Высшая мера - Альберт Лиханов
Шрифт:
Интервал:
Закладка:
С шумом и грохотом в дверях возникает Саша, не один, с двумя помощниками, шаркая ботинками, они втаскивают громадный короб, это цветной телевизор, подарок Игорю. Я ахаю совершенно естественно — первичная реакция, — в комнате начинается переполох, черно-белый убирают, новый достают, подсоединяют, регулируют — возникает более или менее нормальная обстановка обычной суеты. Я вижу Игоря. Разглядывает зрелище с интересом, похоже, цветной телевизор ему не безразличен, но он не по летам сдержан, и толком не поймешь, что больше его забавляет — подарок или суета вокруг него.
Ирина ахает и охает тоже, будто подарок приволок не ее бывший муж, а добрый друг и старый знакомый, добродушно улыбается, весело напевает, выкрикивает с кухни всевозможные реплики. Наконец телевизор работает, помощники удалились, Саша, переполненный ликованием, разливает по рюмкам, Эльга, как с доброй приятельницей, символически чокается с Ириной — той пить нельзя, — взоры взрослых обращены к Игорю, отец произносит длинный и несвязный тост о благе сына и всех, так необходимых обществу возможных его достоинствах: честности, порядочности, доброте, аккуратности.
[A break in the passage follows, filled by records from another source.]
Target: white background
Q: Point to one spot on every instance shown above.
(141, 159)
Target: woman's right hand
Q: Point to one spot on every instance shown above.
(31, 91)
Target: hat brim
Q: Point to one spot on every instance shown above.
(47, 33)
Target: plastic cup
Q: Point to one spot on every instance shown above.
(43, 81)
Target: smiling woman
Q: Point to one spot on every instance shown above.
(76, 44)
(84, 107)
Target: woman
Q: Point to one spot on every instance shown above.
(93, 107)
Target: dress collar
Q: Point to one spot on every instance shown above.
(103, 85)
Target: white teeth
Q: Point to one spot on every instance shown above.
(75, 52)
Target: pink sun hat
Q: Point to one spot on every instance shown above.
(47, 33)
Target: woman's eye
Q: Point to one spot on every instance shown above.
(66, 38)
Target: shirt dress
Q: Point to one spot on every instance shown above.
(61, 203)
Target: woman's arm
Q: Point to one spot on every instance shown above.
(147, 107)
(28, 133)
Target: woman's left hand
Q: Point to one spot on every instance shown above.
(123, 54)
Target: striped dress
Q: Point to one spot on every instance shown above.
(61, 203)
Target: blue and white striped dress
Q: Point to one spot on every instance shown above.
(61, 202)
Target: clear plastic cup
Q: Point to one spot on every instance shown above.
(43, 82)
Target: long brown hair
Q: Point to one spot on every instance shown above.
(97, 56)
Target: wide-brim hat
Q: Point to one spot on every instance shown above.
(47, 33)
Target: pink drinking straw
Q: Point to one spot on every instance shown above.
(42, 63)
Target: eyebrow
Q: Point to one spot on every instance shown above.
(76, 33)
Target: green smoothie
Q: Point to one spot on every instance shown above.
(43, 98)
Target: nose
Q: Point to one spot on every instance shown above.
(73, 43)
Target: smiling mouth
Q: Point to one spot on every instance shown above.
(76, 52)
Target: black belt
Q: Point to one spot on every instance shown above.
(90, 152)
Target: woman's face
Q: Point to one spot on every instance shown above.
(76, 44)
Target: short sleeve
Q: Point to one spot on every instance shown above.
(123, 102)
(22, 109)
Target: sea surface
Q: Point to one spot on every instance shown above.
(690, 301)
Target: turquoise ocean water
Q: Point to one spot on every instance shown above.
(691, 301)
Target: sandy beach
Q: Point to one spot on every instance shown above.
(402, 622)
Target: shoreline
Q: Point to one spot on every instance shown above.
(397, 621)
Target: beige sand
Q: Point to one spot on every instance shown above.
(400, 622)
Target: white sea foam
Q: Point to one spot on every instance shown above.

Перехватываю взгляд Игоря, идущий по касательной — от отца, под стол, но взгляд закрыт на замок, в нем ничего не прочтешь. Будто говорят о нем — о человеке, которого тут нет. А Игорь приглашен в гости — просто приглашен.
— Спасибо, па, — пресекает он златокудрую речь отца. В рюмке у него сухое вино по случаю торжества, но он отставляет ее, в фужер наливает лимонад. Пьет спокойно, как и следует пить воду, а я вижу, как из-под приспущенных мохнатых ресниц вдруг прорывается стремительный, похожий на удар, взгляд. Сперва на Эльгу. Потом на Бориса.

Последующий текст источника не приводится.